Une étude globale du Lac de Grand-Lieu : présentation de l'aspect historique, géologique, hydrologique du site et évaluation de l'impact de l'activité humaine sur son fonctionnement. Sa protection s'inscrit dans le programme LIFE.

mots clés : lac, hydrologie, LIFE, pollution, gestion, environnement, EDD


  1- Situation géograpique

  2- Géologie et hydrologie

  3- La faune et la flore

  4- Les activités humaines

  5- Les menaces

  6- La protection du lac

 

 

1- SITUATION GEOGRAPHIQUE  
 

Le lac de Grand-Lieu  est situé à l'extrême  ouest de l'Europe à une quarantaine de  kilomètres du littoral  atlantique.

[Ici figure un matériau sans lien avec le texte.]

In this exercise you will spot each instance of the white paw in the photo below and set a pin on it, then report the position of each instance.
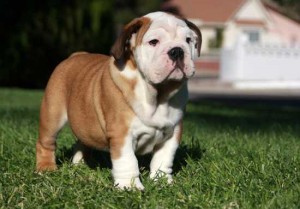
(160, 174)
(133, 183)
(77, 158)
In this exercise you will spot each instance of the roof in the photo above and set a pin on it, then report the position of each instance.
(206, 10)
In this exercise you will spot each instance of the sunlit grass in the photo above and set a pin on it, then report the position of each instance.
(230, 157)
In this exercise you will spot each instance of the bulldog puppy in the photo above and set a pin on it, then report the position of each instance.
(129, 103)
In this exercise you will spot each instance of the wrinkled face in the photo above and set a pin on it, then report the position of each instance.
(166, 49)
(159, 45)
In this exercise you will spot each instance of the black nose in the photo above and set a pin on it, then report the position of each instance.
(176, 53)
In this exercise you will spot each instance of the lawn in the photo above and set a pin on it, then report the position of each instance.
(231, 156)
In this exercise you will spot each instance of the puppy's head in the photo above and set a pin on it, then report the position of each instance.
(161, 46)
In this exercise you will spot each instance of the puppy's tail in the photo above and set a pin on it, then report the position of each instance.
(78, 53)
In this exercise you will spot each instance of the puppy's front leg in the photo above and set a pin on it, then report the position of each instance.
(125, 169)
(162, 160)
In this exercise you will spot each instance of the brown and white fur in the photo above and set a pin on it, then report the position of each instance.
(129, 103)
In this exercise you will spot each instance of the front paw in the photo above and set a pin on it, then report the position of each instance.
(155, 176)
(130, 184)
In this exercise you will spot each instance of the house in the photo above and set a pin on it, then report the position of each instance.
(223, 21)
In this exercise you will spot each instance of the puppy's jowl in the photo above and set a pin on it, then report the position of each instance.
(129, 103)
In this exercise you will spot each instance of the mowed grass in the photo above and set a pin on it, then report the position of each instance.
(230, 157)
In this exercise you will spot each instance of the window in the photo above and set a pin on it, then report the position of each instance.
(253, 35)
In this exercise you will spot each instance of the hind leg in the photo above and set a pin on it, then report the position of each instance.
(81, 153)
(52, 119)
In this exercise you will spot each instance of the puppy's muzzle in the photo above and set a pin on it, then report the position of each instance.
(176, 54)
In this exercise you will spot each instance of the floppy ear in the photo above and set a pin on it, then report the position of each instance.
(121, 47)
(194, 28)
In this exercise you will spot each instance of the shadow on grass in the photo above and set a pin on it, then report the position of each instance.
(101, 159)
(247, 117)
(216, 117)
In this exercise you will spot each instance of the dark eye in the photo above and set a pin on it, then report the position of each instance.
(153, 42)
(188, 40)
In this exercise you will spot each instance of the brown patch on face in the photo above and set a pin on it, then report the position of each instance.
(193, 27)
(121, 50)
(145, 26)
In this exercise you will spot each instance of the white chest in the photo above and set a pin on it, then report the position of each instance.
(146, 134)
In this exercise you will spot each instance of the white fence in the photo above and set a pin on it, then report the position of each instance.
(253, 62)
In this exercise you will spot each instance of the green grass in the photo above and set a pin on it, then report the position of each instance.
(230, 157)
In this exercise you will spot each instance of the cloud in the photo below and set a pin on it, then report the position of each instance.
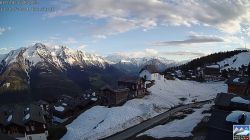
(191, 40)
(70, 41)
(81, 47)
(122, 16)
(183, 55)
(3, 29)
(5, 50)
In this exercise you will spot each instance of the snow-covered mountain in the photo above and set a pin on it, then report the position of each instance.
(236, 61)
(133, 65)
(52, 70)
(59, 56)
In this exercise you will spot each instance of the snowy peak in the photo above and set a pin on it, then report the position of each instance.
(236, 61)
(139, 61)
(59, 56)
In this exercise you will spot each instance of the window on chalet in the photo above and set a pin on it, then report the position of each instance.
(27, 128)
(32, 128)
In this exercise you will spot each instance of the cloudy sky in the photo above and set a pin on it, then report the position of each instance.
(175, 29)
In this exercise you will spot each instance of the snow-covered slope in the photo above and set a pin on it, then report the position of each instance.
(59, 56)
(99, 121)
(178, 128)
(236, 61)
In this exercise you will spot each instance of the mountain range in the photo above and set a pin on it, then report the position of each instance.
(46, 71)
(42, 71)
(132, 66)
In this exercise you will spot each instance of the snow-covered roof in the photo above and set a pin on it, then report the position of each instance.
(93, 99)
(235, 115)
(238, 80)
(240, 100)
(27, 116)
(9, 118)
(150, 68)
(59, 108)
(213, 66)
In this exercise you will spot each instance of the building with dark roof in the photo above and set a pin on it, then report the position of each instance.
(218, 127)
(150, 72)
(112, 96)
(21, 121)
(136, 86)
(239, 85)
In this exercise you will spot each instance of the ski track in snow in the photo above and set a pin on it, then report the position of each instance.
(164, 95)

A une quinzaine de kilomètres  au sud-ouest de NANTES, le  lac de Grand-Lieu est entouré des communes de :
- Saint Aignan de Grand-Lieu,
- Pont -Saint-Martin,
- Saint Philbert de Grand-Lieu,
- Sainte Lumine de Coutais,
- Saint Mars de Coutais et 
- Bouaye.

La superficie du lac varie de 4000 hectares en été à 6300 hectares pendant les crues de l'hiver. Sa profondeur n'excède pas 1.20 mètre,.
Il est bordé par un véritable herbier flottant composé de nénuphars. Sur la côte ouest, s'étendent des forêts flottantes (levis) de saules et d'aulnes qui oscillent avec le niveau de l'eau.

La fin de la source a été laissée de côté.